We are trying to combine sflow events together. These events are not sent to logstash in real time. The sensor data is collected and sent to us in a batch on a daily basis. We run a script on these batches to pull the data into RabbitMQ. This is where logstash begins.
Because sflow is made up of disparate events, there is no definitive start or stop. We are using the fingerprint filter to combine 5 values in the sflow data to mark the aggregation. So, if these five fields match, we want to consider this part of the same event, within a certain timeout.
The relevant fields to support this seem to be timeout, inactivity_timeout, and timeout_timestamp_field. We have a field that marks the start of an sflow event, which we use for timeout_timestamp_field. It is converted from a unix timestamp to a logstash date.
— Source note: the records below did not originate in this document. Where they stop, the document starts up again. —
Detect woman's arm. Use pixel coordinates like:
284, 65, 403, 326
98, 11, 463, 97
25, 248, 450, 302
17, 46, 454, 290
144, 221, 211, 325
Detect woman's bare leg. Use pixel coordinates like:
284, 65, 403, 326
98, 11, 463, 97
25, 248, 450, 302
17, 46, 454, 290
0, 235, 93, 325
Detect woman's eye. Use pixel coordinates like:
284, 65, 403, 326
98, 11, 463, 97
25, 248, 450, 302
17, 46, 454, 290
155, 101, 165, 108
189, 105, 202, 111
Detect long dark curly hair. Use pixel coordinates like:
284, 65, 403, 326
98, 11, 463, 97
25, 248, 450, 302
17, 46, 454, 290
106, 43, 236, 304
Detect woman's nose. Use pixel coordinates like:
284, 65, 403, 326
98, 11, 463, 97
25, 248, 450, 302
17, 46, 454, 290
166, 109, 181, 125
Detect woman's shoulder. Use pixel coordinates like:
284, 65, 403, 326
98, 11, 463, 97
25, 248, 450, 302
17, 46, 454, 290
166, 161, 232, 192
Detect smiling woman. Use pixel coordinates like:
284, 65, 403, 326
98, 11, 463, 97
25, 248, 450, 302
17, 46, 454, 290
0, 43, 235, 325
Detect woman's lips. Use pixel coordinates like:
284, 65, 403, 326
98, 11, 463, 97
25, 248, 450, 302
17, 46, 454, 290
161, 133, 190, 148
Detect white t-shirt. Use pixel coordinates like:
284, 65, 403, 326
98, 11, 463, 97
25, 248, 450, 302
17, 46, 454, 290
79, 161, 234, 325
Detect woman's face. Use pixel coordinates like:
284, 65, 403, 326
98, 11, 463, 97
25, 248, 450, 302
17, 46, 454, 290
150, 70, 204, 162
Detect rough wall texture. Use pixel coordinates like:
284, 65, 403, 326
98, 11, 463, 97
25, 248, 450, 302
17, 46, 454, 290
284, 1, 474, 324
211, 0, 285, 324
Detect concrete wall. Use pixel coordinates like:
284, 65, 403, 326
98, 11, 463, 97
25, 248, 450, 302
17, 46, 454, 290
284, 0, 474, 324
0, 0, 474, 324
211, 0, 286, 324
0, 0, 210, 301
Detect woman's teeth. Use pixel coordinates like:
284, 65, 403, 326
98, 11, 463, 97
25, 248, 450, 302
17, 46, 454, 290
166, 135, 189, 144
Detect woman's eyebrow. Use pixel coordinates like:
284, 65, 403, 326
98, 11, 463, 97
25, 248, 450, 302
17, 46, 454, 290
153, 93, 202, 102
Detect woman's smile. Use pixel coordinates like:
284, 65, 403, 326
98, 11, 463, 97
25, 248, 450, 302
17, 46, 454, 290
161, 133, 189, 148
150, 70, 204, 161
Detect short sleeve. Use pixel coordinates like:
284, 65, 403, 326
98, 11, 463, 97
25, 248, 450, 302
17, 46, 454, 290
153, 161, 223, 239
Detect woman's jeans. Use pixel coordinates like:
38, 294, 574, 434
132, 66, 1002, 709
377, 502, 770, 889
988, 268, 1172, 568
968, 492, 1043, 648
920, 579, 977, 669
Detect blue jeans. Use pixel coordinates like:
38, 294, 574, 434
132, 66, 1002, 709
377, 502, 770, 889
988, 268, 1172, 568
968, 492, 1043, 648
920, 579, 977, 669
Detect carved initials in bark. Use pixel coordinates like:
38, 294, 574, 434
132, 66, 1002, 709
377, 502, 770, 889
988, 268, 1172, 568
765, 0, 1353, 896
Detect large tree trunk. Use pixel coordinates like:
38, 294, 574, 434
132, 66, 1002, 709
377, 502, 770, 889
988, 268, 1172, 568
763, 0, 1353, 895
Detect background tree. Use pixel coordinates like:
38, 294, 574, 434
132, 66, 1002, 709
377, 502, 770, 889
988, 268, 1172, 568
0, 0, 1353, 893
We set the inactivity_timeout to 330 (5.5 minutes) and the timeout to 86400 (1 day).
So, if I have 5 events pulled into logstash, and the start time of each event is less than the 5.5 minutes after the start time of the previous event, I think this should all be aggregated into a single map.
However, what seems to be happening is that it marks the start time of the first event, and when 5.5 minutes from that time passes, it triggers the inactivity_timeout and completes the map.
Am I misunderstanding the inactivity_timeout? Is it not supposed to behave like a rolling 5.5 minute window until we don't see another event in that time period, or until the larger 1 day timeout happens?
Also, since these are logs from times past, how does the timeout work when all the events for the day have been processed? It seems like it works on a real time inactivity_timeout value, which would mean inactivity_timeout actually has two meanings, real time, and event time.
Thanks.
If it matters, OS is CentOS 7 (7.6 1810), Java is OpenJDK 8, LogStash is 7.30.